Engineering and Technology
In this unit, students will begin by exploring, identifying and naming simple problems and continue exploring how engineers make and use technology to solve everyday problems. Students will use what they have learned to define a problem, gather information about it and build something to solve the problem. Students will also focus on the design process that engineers use to solve problems. Students will explore simple problems in the natural world and how they can be solved through the development of a new or improved object or tool. As they explore a design process, they will compare and test the shape and stability of objects to determine if they work as intended and are related to their function(s). Lastly, students will develop and test simple models to solve problems through a design process and communicate their solutions.
In this unit, students will begin by observing that sound can cause materials to move and that vibrating materials can make sound. Students will ask questions and explore the concepts of vibration, pitch and volume. They will also plan and conduct investigations to produce data about the relationship between sound and vibrations. Students will use the results of their observations from their investigation to make claims about the cause-and-effect relationship between sound and vibration. They will also explore the different ways people communicate with sound, including devices that allow people to communicate over long distances. Students will use tools and materials provided to build and modify a tool for making sound and communicating over a distance. They will investigate technologies people use to communicate with one another and how sound engineers and people in other careers make use of technology to study and modify sound.

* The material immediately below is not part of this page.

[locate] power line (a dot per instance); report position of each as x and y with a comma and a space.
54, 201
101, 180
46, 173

Students will begin the unit by observing how light is necessary to see an object. They will explore how the amount of light affects how much can be seen. As the unit progresses, they will observe objects that give off their own light. During a hands-on activity, students will record observations and compare how much they can see in different amounts of light. Students will also discuss how Thomas Edison’s invention of the light bulb helped bring electricity to people’s homes. Next, students will observe how light passes through objects. They will develop an understanding of transparent, translucent and opaque objects and will explore how shadows are made, how light travels and how light can be reflected or redirected. Students will also explore how people use light to communicate. They will carry out an investigation to test how smooth, shiny surfaces affect a beam of light and then design a way to communicate with light.
Plant and Animal Structure
In the beginning of the unit, students will explore how the external parts of plants allow them to survive and grow. They will also explore how people design solutions by mimicking how plant parts function. As the unit progresses, the students will mimic animal parts to construct a solution to a human problem and explore how the structure of the animal parts is related to their function. Students will explore how the body parts of animals allow them to meet their needs and how people design solutions to problems by mimicking those parts. Students will then mimic animal body parts to create a solution to a problem. At the end of the unit, students will explore how plants and animals respond to their environments, they will carry out an investigation about the effects of light on plant growth and will explore how animal senses help them process information.
Living Things and Their Young
In the beginning of the unit, students will focus on the similarities and differences between adult plants and their young. They will classify plants based on seed traits and they will discuss how the transfer of traits from parent plants to their young result in plants that look alike. Students will observe, illustrate and discuss variation among plants of the same kind and, during a hands on activity, will make observations about how plants of the same kind grow. As the unit progresses, students will focus on the similarities and differences between animals and their offspring. They will explore how animals change as they grow and will observe patterns in these changes. Students will compare parts of young animals and their parents and will compare and contrast coverings of young and adult animals. They will also explore variations among animals of the same kind. At the end of the unit, students will focus on patterns in behavior of parents and offspring that help them survive and they will explore how animals take care of their young. Students will describe the behavioral patterns of parents and offspring that help the offspring get food and they will discover how animals teach their offspring to get food and stay safe.
Objects and Patterns in the Sky
In the beginning of the unit, students will focus on observing, describing and predicting patterns in the way the sun, moon and stars appear to move across the sky. They will make observations of objects in the daytime sky and nighttime sky and use those observations to answer questions about the motion of the objects they see in the sky. Students will explore the motion of these objects as examples of natural events that are repeated through time and will learn to make assumptions about phenomena using observed repetitions as evidence. As the unit progresses, students will focus on how the amount of daylight in a day is related to the time of year. After an introduction to the seasons, students will observe, describe and predict seasonal patterns of sunrise and sunset. They will observe how seasonal changes affect plants and animals. They will also explore these patterns through a variety of interactions and one hands-on activity.